Champagne Louis Roederer has launched the latest vintage of its long-aged cuvée, Cristal Vinothèque 2000.
Having established its status at the top of the producer’s portfolio with a trio of celebrated vintages from the 1990s (1995, 1996, and 1999), Champagne Louis Rodererer’s celebrated, long-aged prestige cuvée, Cristal Vinothèque, has now reached the 2000s with the launch of the 2000 vintage.
Available as a white and a rosé, Cristal Vinothèque 2000 is the product of a three-part, 20-year ageing process—or, as Louis Roederer puts it more colorfully, a two-decade stay in the company’s “laboratory of time.”
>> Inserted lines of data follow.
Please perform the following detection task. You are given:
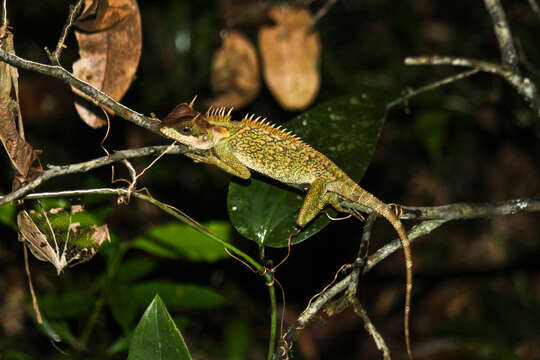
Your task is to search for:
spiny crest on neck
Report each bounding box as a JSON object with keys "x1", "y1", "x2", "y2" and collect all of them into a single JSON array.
[
  {"x1": 206, "y1": 106, "x2": 233, "y2": 123},
  {"x1": 241, "y1": 114, "x2": 309, "y2": 146}
]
Cristal Vinothèque: 20 years of ageing
The Vinothèque ageing process, overseen by chef de cave Jean-Baptiste Lécaillon, begins sur lattes, or on the lees, a stage that lasts between eight and 12 years. According to Roederer, this allows “the Champagne’s aromas to develop and its structure to take on greater complexity. The richness of the lees lends the wine a silky smooth texture and depth.”
The process continues after riddling with a five-to-ten-year period sur pointe, which the house says is “essential for slowing down its ageing and prolonging its maturation while preserving the original freshness that is the essence of Cristal Vinothèque.”
Finally, after disgorgement, the wine enters the third phase of its development, ageing under cork (sur bouchon) for between two and six years at a constant temperature of 11°C in the Roederer cellars beneath the city of Reims, a stage that “is required for the bubbles and the matter to fuse together and become one.”
“The Cristal 2000 was born in a chaotic year but has turned out to be quite a revelation, surprising us since day one with its remarkable finesse,” the house said in a statement accompanying the release. “It is without a doubt the most elusive of all the Cristal vintages yet has somehow become the one that best embodies the beauty of the Champagne region.”